STRATEGI PENINGKATAN PRODUKTIVITAS PETERNAKAN BABI DI KECAMATAN RANAMESE NUSA TENGGARA TIMUR
Keywords:
Ternak Babi, Manajemen Pemeliharaan, Faktor Produktivitas , Strategi ProduktivitasAbstract
Strategi peningkatan produktivitas peternakan babi di Kecamatan Rana Mese, Nusa Tenggara Timur, yang masih menerapkan sistem pemeliharaan tradisional. Rendahnya produktivitas akibat manajemen pemeliharaan yang sederhana, keterbatasan pengetahuan peternak tentang reproduksi, biosekuriti, dan penggunaan pakan lokal yang belum optimal. Tujuan penelitian adalah mendeskripsikan manajemen pemeliharaan, mengidentifikasi faktor-faktor yang mempengaruhi produktivitas, serta merumuskan strategi peningkatan produktivitas peternakan babi. Metode yang digunakan adalah deskriptif dengan pengumpulan data primer melalui wawancara, observasi, dan dokumentasi terhadap 30 peternak di Desa Compang Teber.
Hasil penelitian rata-rata berat babi meningkat dari 54,75 kg menjadi 59,83 kg.
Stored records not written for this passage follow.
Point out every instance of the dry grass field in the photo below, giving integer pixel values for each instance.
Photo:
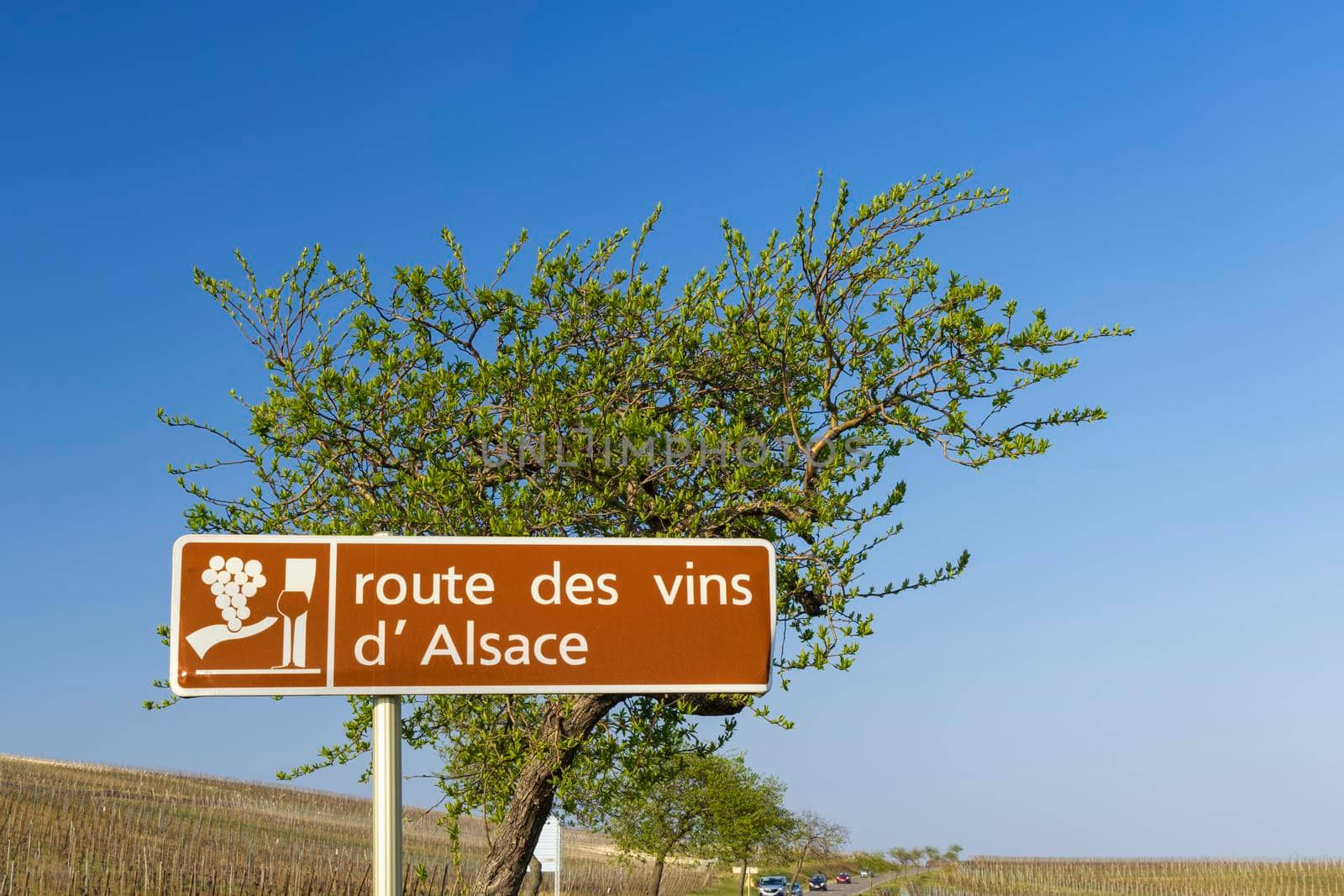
(1140, 878)
(69, 828)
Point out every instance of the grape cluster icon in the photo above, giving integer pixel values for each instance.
(233, 580)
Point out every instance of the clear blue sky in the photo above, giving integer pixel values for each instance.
(1146, 654)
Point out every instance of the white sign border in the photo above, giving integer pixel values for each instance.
(333, 540)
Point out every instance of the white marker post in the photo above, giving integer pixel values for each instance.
(387, 795)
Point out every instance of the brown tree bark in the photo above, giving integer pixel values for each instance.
(534, 795)
(658, 875)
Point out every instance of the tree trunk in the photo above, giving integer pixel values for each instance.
(534, 794)
(658, 875)
(799, 869)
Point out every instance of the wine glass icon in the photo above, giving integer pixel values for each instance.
(292, 605)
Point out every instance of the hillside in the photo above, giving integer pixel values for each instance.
(74, 828)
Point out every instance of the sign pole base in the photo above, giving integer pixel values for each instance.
(387, 795)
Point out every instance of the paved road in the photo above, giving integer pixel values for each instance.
(859, 886)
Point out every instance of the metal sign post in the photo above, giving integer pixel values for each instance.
(387, 795)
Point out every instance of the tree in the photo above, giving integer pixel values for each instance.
(749, 817)
(808, 364)
(811, 835)
(674, 817)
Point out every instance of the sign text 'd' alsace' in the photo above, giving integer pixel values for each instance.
(346, 614)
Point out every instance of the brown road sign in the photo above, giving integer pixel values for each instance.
(390, 616)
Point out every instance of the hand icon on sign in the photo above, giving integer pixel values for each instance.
(233, 582)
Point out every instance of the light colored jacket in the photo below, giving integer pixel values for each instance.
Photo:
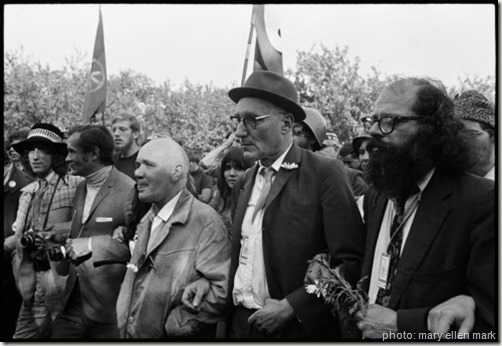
(192, 244)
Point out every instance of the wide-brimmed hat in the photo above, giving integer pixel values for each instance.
(42, 133)
(273, 88)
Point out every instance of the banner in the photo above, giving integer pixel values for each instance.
(95, 98)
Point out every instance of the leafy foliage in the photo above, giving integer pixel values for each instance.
(197, 116)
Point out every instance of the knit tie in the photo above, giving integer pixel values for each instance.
(268, 173)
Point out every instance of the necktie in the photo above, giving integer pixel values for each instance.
(394, 248)
(36, 205)
(268, 173)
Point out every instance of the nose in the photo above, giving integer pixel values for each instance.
(240, 131)
(138, 172)
(375, 130)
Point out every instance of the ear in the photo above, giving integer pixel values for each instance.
(177, 173)
(288, 122)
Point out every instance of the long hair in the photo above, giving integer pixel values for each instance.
(442, 131)
(233, 158)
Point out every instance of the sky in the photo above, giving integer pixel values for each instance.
(207, 43)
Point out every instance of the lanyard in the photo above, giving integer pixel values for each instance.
(407, 213)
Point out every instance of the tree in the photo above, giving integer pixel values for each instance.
(329, 82)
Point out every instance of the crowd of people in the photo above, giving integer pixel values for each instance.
(107, 236)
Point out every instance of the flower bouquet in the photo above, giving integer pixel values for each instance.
(330, 285)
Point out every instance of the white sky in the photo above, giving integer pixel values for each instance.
(207, 43)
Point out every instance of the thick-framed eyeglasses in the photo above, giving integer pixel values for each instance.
(386, 122)
(249, 122)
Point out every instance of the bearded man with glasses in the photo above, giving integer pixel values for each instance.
(290, 206)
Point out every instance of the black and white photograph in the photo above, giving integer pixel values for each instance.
(250, 172)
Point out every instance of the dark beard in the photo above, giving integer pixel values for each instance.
(395, 171)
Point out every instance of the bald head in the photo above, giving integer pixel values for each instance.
(162, 170)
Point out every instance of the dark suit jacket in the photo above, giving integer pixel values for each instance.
(100, 277)
(310, 209)
(450, 250)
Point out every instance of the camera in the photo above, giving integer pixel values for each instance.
(57, 253)
(28, 240)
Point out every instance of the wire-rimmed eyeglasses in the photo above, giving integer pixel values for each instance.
(386, 122)
(249, 122)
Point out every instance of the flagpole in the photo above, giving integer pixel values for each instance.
(251, 29)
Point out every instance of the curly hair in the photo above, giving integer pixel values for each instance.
(442, 131)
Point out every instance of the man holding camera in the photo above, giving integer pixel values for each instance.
(95, 262)
(41, 224)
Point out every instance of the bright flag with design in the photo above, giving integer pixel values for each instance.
(95, 98)
(268, 50)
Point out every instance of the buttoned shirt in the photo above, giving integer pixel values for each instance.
(161, 218)
(250, 283)
(383, 241)
(93, 183)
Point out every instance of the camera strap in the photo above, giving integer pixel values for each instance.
(48, 208)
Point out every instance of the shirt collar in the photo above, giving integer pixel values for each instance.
(422, 184)
(167, 210)
(277, 163)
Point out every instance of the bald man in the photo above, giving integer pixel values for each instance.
(176, 282)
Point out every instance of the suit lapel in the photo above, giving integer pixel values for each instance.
(79, 202)
(103, 191)
(242, 203)
(376, 209)
(294, 156)
(430, 215)
(179, 215)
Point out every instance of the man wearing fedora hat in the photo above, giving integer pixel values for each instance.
(45, 208)
(290, 206)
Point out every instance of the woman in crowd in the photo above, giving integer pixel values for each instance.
(232, 166)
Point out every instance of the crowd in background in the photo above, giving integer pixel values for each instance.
(109, 236)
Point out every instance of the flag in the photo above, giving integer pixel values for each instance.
(268, 51)
(95, 98)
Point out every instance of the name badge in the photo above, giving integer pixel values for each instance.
(383, 271)
(104, 219)
(243, 256)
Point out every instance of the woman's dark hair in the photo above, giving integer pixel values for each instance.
(233, 158)
(95, 137)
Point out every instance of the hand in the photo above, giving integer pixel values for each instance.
(194, 293)
(274, 316)
(457, 311)
(378, 320)
(120, 234)
(77, 250)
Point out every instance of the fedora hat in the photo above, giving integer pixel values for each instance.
(42, 133)
(273, 88)
(357, 141)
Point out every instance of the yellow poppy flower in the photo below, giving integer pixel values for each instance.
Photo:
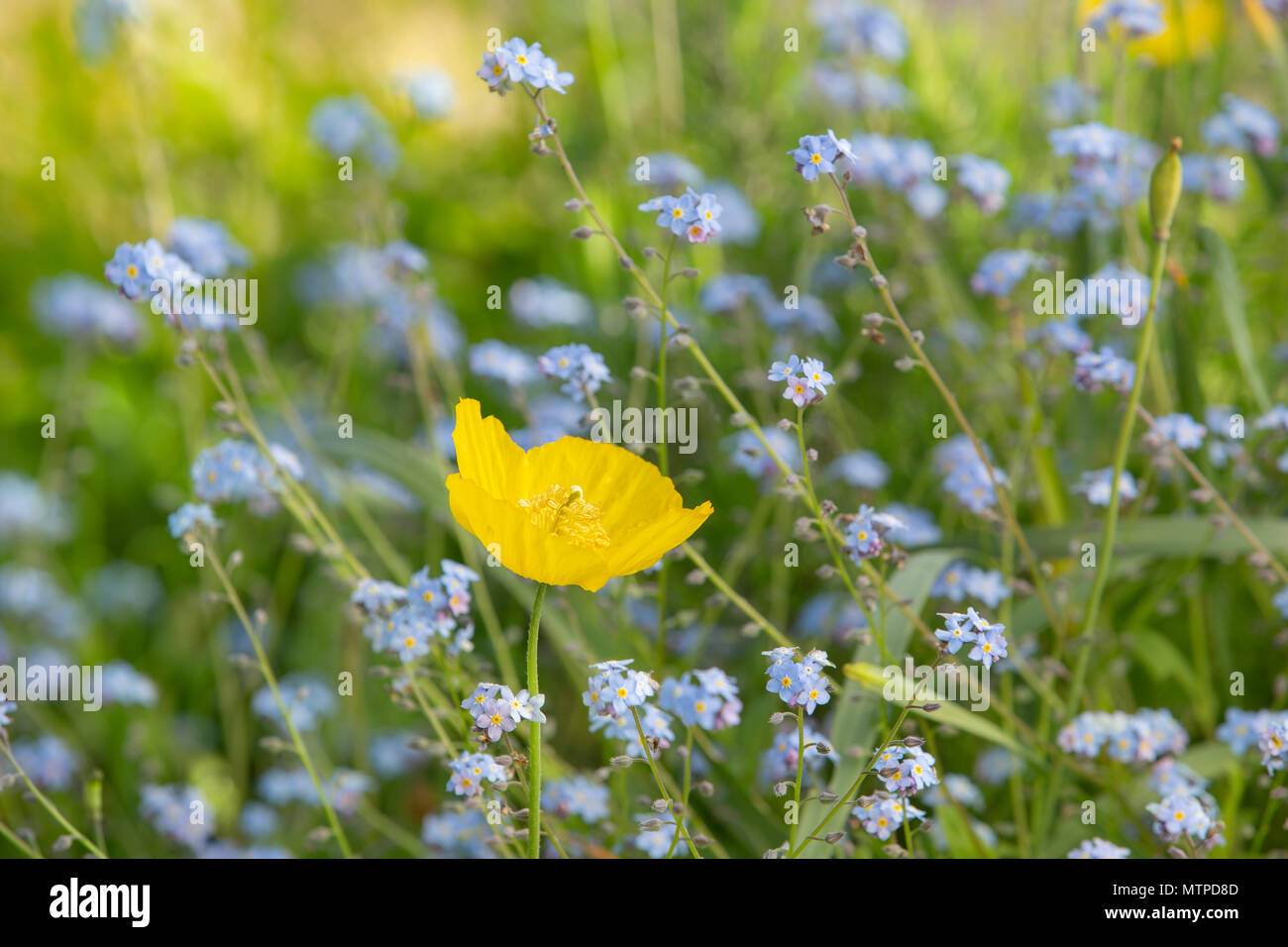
(1192, 30)
(572, 512)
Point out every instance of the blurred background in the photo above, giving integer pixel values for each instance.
(116, 125)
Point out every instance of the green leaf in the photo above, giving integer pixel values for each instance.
(1228, 294)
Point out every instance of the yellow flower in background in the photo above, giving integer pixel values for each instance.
(1192, 30)
(572, 512)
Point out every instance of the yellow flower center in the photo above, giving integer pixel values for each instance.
(566, 513)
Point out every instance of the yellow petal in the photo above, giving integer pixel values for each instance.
(627, 500)
(644, 547)
(507, 534)
(626, 487)
(484, 453)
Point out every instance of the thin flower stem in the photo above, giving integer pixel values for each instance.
(1206, 484)
(743, 604)
(661, 787)
(688, 783)
(410, 671)
(535, 732)
(252, 427)
(1263, 825)
(828, 531)
(849, 795)
(800, 776)
(698, 355)
(951, 399)
(662, 454)
(419, 350)
(1111, 534)
(47, 802)
(270, 680)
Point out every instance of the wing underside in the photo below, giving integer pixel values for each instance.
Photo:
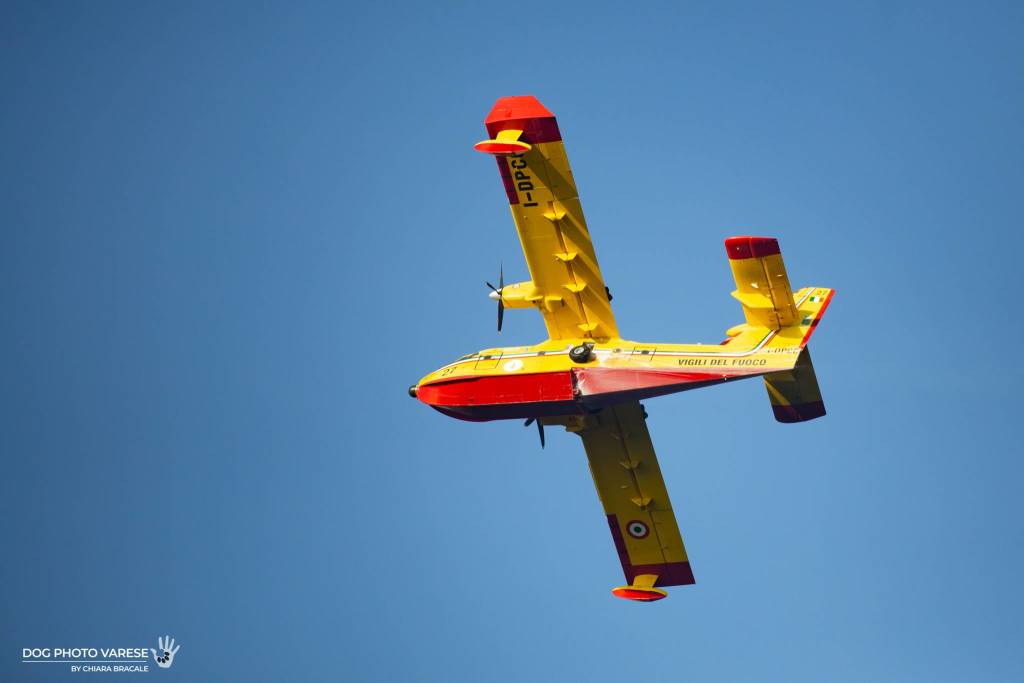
(566, 285)
(633, 494)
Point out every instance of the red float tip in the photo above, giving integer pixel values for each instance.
(639, 594)
(748, 247)
(501, 148)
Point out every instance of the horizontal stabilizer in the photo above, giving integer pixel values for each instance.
(794, 393)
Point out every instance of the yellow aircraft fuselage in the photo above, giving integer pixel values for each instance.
(518, 382)
(588, 378)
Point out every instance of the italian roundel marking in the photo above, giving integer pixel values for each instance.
(637, 529)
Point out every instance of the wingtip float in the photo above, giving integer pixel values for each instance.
(587, 378)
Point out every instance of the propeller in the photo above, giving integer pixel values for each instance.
(540, 428)
(497, 294)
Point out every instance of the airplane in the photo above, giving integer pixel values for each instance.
(590, 380)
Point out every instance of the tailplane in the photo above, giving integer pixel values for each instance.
(763, 289)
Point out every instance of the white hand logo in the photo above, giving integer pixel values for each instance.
(165, 656)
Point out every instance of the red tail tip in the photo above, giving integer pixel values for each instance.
(518, 107)
(748, 247)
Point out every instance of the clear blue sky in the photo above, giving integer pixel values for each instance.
(232, 235)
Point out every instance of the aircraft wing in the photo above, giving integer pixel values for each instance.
(633, 494)
(565, 285)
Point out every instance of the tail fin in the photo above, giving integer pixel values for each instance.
(762, 285)
(763, 289)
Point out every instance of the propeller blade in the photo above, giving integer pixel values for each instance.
(540, 428)
(501, 301)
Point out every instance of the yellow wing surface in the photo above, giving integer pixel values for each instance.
(633, 494)
(565, 284)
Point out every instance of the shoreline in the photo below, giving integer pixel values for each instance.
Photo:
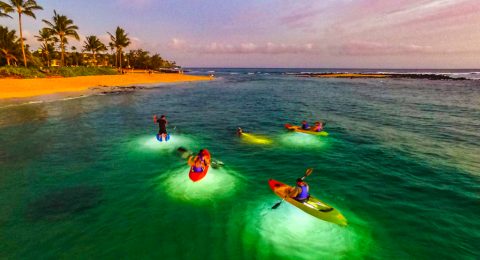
(27, 88)
(380, 75)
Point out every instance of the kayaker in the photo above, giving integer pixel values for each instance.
(318, 127)
(162, 125)
(305, 125)
(301, 191)
(199, 162)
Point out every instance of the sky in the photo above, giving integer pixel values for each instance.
(282, 33)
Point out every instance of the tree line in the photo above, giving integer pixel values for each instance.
(54, 39)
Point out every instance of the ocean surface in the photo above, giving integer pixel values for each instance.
(86, 178)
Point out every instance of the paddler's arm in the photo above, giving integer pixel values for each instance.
(293, 192)
(191, 160)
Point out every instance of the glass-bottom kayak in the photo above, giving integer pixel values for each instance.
(299, 129)
(312, 206)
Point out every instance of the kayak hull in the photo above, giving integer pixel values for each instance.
(197, 176)
(256, 139)
(299, 129)
(312, 206)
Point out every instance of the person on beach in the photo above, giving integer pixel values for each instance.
(199, 162)
(301, 191)
(305, 125)
(162, 125)
(318, 126)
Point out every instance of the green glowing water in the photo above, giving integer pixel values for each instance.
(86, 178)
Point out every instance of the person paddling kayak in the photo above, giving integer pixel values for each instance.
(301, 192)
(318, 126)
(162, 125)
(305, 125)
(200, 161)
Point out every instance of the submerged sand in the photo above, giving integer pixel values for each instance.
(21, 88)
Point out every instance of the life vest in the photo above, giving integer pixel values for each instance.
(197, 169)
(303, 195)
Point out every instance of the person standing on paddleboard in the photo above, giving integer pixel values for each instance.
(305, 125)
(301, 191)
(162, 124)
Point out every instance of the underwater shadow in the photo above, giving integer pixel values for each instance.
(58, 205)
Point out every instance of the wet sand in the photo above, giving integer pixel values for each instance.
(22, 88)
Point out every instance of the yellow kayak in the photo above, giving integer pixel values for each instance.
(300, 130)
(312, 206)
(256, 139)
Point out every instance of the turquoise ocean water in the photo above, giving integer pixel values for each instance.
(86, 178)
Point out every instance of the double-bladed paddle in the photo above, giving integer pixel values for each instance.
(307, 173)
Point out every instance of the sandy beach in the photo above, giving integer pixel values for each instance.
(21, 88)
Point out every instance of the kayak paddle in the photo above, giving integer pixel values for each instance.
(307, 173)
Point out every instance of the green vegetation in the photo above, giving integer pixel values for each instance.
(25, 7)
(93, 59)
(31, 72)
(20, 72)
(63, 28)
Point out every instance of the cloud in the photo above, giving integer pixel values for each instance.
(300, 18)
(365, 48)
(243, 48)
(135, 3)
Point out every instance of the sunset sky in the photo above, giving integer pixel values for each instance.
(295, 33)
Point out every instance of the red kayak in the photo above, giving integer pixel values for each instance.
(196, 176)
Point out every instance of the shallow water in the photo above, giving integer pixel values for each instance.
(87, 178)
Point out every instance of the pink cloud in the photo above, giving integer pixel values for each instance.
(243, 48)
(461, 11)
(364, 48)
(299, 18)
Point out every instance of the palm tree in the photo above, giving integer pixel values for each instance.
(25, 7)
(4, 6)
(46, 38)
(9, 44)
(63, 27)
(120, 41)
(93, 44)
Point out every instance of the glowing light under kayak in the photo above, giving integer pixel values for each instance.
(303, 140)
(294, 234)
(256, 139)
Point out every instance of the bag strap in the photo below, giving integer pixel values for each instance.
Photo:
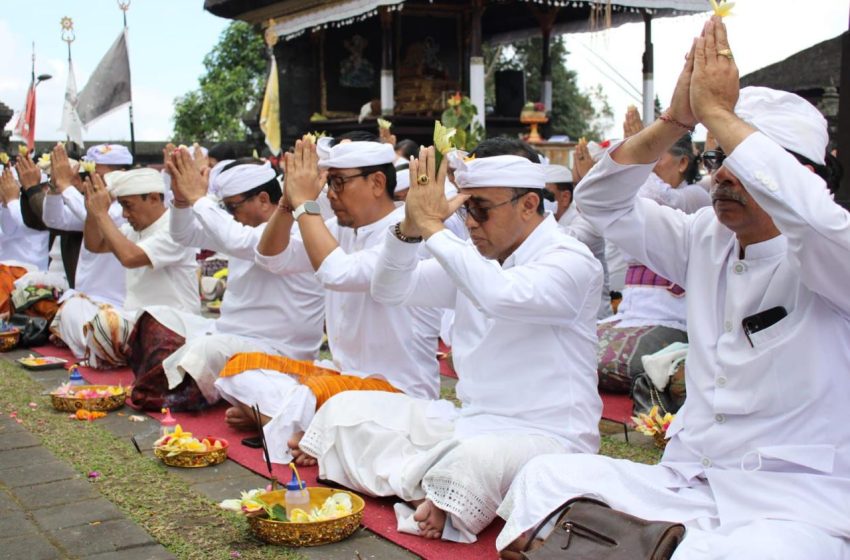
(557, 511)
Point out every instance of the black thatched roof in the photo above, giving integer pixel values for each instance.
(815, 68)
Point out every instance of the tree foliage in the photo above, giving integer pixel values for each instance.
(235, 75)
(574, 112)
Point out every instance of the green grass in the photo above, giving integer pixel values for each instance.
(187, 524)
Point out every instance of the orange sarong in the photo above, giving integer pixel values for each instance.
(8, 275)
(324, 383)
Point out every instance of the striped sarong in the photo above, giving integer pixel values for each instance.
(322, 382)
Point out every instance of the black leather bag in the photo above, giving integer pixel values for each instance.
(588, 529)
(34, 330)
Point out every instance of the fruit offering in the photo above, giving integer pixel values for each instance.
(180, 441)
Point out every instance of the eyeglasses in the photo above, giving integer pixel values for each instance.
(713, 159)
(231, 207)
(337, 182)
(482, 213)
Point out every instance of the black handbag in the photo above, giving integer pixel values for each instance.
(35, 331)
(588, 529)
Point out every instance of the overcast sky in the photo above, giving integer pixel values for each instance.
(169, 38)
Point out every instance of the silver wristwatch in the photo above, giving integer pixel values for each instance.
(310, 207)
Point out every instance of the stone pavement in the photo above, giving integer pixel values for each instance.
(49, 511)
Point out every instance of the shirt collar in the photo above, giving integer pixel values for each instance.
(539, 238)
(772, 247)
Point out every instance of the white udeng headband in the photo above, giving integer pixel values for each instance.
(349, 155)
(498, 171)
(243, 178)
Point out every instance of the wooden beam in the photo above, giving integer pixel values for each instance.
(843, 195)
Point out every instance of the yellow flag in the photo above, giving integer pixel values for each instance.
(270, 113)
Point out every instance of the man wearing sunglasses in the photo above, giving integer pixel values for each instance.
(757, 463)
(261, 311)
(374, 346)
(525, 297)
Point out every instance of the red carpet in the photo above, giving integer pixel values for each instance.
(378, 516)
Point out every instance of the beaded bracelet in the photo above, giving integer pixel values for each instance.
(668, 119)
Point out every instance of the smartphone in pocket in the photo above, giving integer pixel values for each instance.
(762, 320)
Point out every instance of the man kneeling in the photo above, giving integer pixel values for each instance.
(525, 297)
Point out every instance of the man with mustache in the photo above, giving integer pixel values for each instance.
(758, 460)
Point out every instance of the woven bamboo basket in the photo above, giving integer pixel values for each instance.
(9, 340)
(100, 404)
(307, 534)
(195, 459)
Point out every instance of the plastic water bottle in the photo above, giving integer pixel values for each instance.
(297, 496)
(167, 424)
(74, 377)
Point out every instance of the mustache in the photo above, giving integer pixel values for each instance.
(724, 191)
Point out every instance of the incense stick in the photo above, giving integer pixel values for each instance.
(258, 420)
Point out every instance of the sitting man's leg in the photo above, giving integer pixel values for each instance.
(762, 539)
(68, 323)
(465, 487)
(646, 491)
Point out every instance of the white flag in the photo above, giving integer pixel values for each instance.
(71, 125)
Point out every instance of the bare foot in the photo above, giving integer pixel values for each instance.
(57, 342)
(514, 550)
(236, 418)
(431, 520)
(300, 457)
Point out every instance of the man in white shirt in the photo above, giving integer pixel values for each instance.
(758, 459)
(158, 270)
(374, 346)
(260, 311)
(99, 278)
(525, 297)
(559, 183)
(19, 244)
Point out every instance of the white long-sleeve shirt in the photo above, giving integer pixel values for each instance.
(171, 278)
(524, 343)
(287, 311)
(99, 275)
(368, 338)
(19, 243)
(574, 224)
(765, 424)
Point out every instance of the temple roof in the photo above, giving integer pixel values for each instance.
(503, 19)
(815, 68)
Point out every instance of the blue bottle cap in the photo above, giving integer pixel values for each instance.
(293, 484)
(75, 375)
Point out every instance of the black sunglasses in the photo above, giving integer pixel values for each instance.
(713, 159)
(482, 213)
(337, 182)
(231, 207)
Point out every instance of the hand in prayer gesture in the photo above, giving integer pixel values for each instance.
(166, 154)
(28, 172)
(582, 162)
(9, 188)
(61, 173)
(632, 124)
(98, 200)
(302, 181)
(202, 161)
(714, 85)
(426, 206)
(187, 182)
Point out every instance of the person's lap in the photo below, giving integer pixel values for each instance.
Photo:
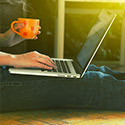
(97, 89)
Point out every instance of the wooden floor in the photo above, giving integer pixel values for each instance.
(64, 117)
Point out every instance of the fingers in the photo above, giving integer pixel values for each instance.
(48, 58)
(46, 62)
(40, 65)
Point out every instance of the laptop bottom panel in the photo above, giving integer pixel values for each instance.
(65, 68)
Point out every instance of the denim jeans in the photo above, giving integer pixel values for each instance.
(99, 88)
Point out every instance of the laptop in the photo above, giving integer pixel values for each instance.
(76, 68)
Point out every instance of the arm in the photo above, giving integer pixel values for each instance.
(30, 59)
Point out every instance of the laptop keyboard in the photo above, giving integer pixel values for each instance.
(62, 67)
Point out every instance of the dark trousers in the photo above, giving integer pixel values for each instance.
(99, 88)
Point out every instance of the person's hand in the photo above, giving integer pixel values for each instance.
(39, 32)
(32, 59)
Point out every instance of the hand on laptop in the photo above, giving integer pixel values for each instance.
(32, 59)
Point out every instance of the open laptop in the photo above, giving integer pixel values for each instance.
(76, 68)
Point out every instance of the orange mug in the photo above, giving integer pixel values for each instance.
(30, 29)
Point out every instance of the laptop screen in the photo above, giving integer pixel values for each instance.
(94, 37)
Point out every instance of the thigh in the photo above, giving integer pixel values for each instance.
(96, 89)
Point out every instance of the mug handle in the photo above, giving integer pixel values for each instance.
(13, 28)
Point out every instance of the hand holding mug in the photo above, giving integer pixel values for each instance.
(27, 28)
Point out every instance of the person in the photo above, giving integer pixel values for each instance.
(100, 87)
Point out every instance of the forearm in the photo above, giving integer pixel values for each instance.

Pemberian pakan lokal tanpa suplemen, manajemen reproduksi yang masih konvensional dan biosekuriti sederhana menjadi kendala utama produktivitas. Peternak belum rutin mencatat data reproduksi dan mortalitas. Oleh karena itu, strategi yang disarankan meliputi pelatihan manajemen pakan dan reproduksi, peningkatan biosekuriti, perbaikan kandang, serta pendampingan rutin tenaga kesehatan hewan. Intervensi ini diharapkan dapat meningkatkan efisiensi dan keberlanjutan usaha peternakan babi di Kecamatan Ranemese.